The battle goes on, yet the celebration of those who were lost at Hillsborough has often been shrouded behind the number 96 and the campaign in general.

I was just a few weeks short of my 15th birthday on April 15, 1989.

The names of the victims which were around my age then have always stayed with me. By the narrow margins of chance, it could have instead been the names of any of us who were clicking through those turnstiles back then.

LIVERPOOL, ENGLAND - Saturday, April 11, 2009: Liverpool's supporters on the Spion Kop display a banner calling for justice, before the 20th anniversary of the Hillsborough Stadium Disaster, which claimed the lives of 96 supporters. (Photo by: David Rawcliffe/Propaganda)

Like me, Adam Spearritt was 14 too. He went to Liverpool games with his dad, in the same way I did.

Kevin Williams, son of the inspirational campaigner Anne, was 15. He died alongside his friend Stuart Thompson, who travelled to the game by train with two other friends who managed to make it home.

Kevin Tyrell also 15. He went to Sheffield with friends by coach from Runcorn. His friends lost sight of him as the game kicked off.

Lee Nicol, another aged 14. A friend saw him knocked to the ground by the force of the crowd.

Paul Murray 14, who travelled from Stoke-On-Trent with his father. Both were knocked to the floor and his dad never saw him alive again.

Peter Harrison 15, who went to the game with friends. With tickets in different parts of the ground, it was Peter who went on to Leppings Lane.

Phillip Hammond 14, another who travelled with friends, only for them to helplessly see him swept away.

Philip Steele 15, there with his parents and his brother. A broken family returned home without him.

Thomas Howard 14, who died alongside his father, also named Thomas.

Victoria Hicks 14, who heartbreakingly died with her 19-year old sister Sarah. Daughters of Trevor and Jenni, two of the driving forces behind the campaign for justice.

And then there was Jon-Paul Gilhooley who was just 10, the cousin of Steven Gerrard, who went to the game with two of his uncles. The youngest victim of the Hillsborough Disaster and the same age as my own son, who I now take to watch Liverpool play.

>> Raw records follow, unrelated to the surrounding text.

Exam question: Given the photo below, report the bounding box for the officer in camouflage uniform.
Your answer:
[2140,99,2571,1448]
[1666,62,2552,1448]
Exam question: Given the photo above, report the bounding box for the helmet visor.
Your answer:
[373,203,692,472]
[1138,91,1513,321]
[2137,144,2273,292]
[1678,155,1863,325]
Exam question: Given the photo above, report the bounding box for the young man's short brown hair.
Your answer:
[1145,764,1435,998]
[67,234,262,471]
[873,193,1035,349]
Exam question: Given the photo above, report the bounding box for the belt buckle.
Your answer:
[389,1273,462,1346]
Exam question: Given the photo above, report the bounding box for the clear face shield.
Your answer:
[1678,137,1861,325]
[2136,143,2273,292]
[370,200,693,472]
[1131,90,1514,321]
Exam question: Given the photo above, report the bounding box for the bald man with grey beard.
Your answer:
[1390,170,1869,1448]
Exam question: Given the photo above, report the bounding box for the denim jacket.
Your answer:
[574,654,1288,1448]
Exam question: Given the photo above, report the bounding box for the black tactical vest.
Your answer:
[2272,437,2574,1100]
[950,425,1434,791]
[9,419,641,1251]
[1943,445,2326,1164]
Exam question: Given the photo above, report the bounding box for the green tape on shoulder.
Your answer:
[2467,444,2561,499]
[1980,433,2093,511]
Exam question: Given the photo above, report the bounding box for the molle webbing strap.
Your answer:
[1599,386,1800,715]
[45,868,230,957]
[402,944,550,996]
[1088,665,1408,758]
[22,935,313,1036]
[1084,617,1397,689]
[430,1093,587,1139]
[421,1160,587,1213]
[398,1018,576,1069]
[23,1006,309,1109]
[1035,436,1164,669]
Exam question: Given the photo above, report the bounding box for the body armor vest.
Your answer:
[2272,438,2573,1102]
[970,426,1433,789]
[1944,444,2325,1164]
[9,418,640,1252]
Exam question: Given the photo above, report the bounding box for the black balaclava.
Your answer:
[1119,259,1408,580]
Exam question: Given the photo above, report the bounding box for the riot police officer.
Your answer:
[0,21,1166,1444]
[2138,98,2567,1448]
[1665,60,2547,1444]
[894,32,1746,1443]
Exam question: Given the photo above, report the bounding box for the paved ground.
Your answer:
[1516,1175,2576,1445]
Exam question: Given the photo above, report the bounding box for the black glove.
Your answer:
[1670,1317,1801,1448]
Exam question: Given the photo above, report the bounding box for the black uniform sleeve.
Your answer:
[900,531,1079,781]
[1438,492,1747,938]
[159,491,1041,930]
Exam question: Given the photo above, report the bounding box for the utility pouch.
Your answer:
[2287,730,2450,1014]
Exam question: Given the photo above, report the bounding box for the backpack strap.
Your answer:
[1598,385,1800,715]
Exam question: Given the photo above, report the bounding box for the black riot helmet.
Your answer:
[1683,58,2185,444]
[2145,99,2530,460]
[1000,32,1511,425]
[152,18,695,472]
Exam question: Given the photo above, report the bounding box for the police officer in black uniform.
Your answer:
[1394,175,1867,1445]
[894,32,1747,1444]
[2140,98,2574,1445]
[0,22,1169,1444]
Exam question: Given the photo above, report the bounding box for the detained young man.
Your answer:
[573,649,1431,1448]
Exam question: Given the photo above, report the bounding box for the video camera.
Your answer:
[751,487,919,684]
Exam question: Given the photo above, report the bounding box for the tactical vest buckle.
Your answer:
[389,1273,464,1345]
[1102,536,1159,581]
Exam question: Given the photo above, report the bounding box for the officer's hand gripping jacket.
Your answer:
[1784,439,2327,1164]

All 96 victims were robbed of a future, but rightly or wrongly, it has always been those that were around my age that stayed with me the most.

LIVERPOOL, ENGLAND - Wednesday, April 27, 2016: Thousands of people gather outside Liverpool's St George's Hall in remembrance of the 96 victims who died at the Hillsborough disaster, a day after after a two-year long inquest court delivered a verdict of unlawful killing. (Pic by Propaganda)

They were just children. Some of them more streetwise than others, yet they missed out on all the passages-of-rites that I rolled through as I reached onward to my late teens and into my 20s, while their loved ones missed out on the chance to cheer them on from the sidelines as they ticked each lifetime landmark off the list.

Those loved ones also missed out on the chance to mourn them in a more healing manner. Maybe they have the opportunity to do that now.